Market Prioritization Framework
A weighted prioritization framework selected 10 markets from 40 candidates and tiered budget allocation by performance, driving 342% DAU growth and 7.4× ROI at ProBit Global.
Problem
ProBit Global operated in 150+ countries with a finite team and budget. Marketing in the category spread thin, with small efforts across many markets and no concentrated budget in any of them. The pattern produced flat traction across markets that looked similar on paper but performed differently in practice.
The team needed to pick where to concentrate. The hard part was that market potential was multidimensional, the team's instinct gravitated toward big-name markets, and the data lived across three systems with no shared methodology for comparing them.
Approach
I built the prioritization in three layers, each one defensible to leadership.
Weighted Ranking Framework
Three signals carried three weights. Trading volume (60%) measured conversion, signups (20%) measured top-of-funnel traction, and centralized service value from Chainalysis (20%) measured user adoption depth. I ranked 40 candidate countries on each criterion, applied the weights, and produced priority scores. Lower total scores meant higher priority.

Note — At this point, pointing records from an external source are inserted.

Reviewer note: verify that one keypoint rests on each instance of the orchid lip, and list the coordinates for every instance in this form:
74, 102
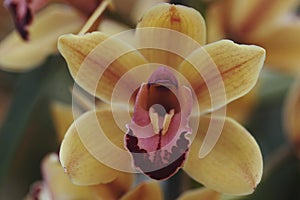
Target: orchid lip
156, 136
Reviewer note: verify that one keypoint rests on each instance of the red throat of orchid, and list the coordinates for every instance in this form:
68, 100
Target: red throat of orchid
156, 136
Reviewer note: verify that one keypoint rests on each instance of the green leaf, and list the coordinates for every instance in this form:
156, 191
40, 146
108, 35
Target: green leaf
29, 88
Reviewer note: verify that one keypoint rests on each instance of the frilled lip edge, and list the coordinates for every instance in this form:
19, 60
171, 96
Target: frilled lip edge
157, 136
164, 163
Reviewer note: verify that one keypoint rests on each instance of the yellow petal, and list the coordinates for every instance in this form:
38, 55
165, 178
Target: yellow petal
234, 166
282, 44
97, 62
62, 118
292, 116
112, 27
215, 15
200, 194
59, 186
242, 108
92, 151
166, 30
225, 72
142, 6
145, 191
19, 55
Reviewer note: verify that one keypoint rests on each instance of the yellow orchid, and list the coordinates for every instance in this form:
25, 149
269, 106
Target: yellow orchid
270, 24
56, 185
292, 116
18, 55
200, 194
42, 32
163, 100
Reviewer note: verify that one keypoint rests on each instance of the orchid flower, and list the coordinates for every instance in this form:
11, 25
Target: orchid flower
272, 24
56, 185
160, 108
52, 20
200, 194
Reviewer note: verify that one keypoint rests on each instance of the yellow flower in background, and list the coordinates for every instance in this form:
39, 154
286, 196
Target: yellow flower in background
56, 185
18, 55
272, 24
158, 136
42, 30
292, 116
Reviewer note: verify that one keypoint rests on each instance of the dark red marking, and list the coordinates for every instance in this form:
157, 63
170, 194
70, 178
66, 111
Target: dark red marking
21, 21
161, 167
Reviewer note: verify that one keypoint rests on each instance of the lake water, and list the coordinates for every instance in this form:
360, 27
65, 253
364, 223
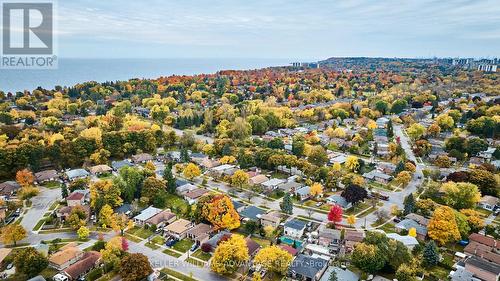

Bar length reflects priority strength (inverse of composite score). Tier 1 markets in signal blue. United States and China scored top by data but were excluded after qualitative review.
See the full ranking math
| Region | Trading volume (60%) | Signups (20%) | Service value (20%) | Total score |
|---|---|---|---|---|
| United States | 0.6 | 0.2 | 0.6 | 1.4 |
| India | 1.2 | 0.4 | 0.2 | 1.8 |
| China | 2.4 | 1.0 | 0.4 | 3.8 |
| Indonesia | 1.8 | 0.6 | 3.2 | 5.6 |
| Russia | 3.0 | 1.4 | 1.6 | 6.0 |
| Turkey | 3.6 | 1.2 | 1.8 | 6.6 |
| Vietnam | 4.8 | 1.6 | 1.0 | 7.4 |
| Brazil | 6.0 | 0.8 | 1.4 | 8.2 |
| Colombia | 5.4 | 1.8 | 4.6 | 11.8 |
| Ukraine | 9.0 | 2.4 | 1.2 | 12.6 |
Qualitative Adjustments After the Math
The data ranking surfaced markets the team would have skipped (Vietnam, Turkey) and downranked markets the team gravitated toward (China, US). I documented two qualitative adjustments on top of the data. I excluded China for regulatory risk at the time and deprioritized the US for licensing complexity. I also prioritized markets with local payment availability (Pix in Brazil, UPI in India, local bank transfers).
Tiered Budget Allocation
The prioritized 10 became three tiers, allocated by expected return.
Tier 1 absorbed half the budget across the three highest-ROI markets. Quarterly reallocation ran on LTV/CAC and DAU performance. Vietnam exceeded targets and earned an additional 30% the following quarter.
Outcome
342% DAU growth across 10 markets, at 7.4× average ROI. Vietnam became the #2 market by volume, Turkey and Brazil entered the top 5 within 12 months.
Deliverable
The work shipped as four artifacts.
- A weighted ranking framework documented the three-signal methodology and the 40-country ranking.
- Localized GTM playbooks for each Tier 1 market (Turkey, Brazil, Vietnam) covered messaging, channel mix, and payment integration.
- A tiered budget allocation model defined quarterly reallocation triggers based on LTV/CAC and DAU.
- A repeatable playbook codified the process for future market entries beyond Tier 4.
Regional go-to-market ran through SEO, influencer marketing, and community building in local languages. Paid media was geotargeted and monitored per market.
The outcomes followed. DAU rose 342% over two years (53% within the first 6 months), and 10 regional campaigns averaged 7.4× ROI. Vietnam became the #2 market by volume, and Turkey and Brazil entered the top 5 within 12 months.
What I would do differently
The qualitative adjustments after the data ranking should have been weighted criteria from the start. Excluding China for regulatory risk and deprioritizing the US for licensing complexity were the right calls, but doing them as overrides made the framework look softer than it was. I would have built "regulatory stability" and "licensing path complexity" as scored inputs, not adjustments.
I would also have tested smaller in tier 3 markets before committing to full localization, so budget scaled with proven traction rather than initial ranking.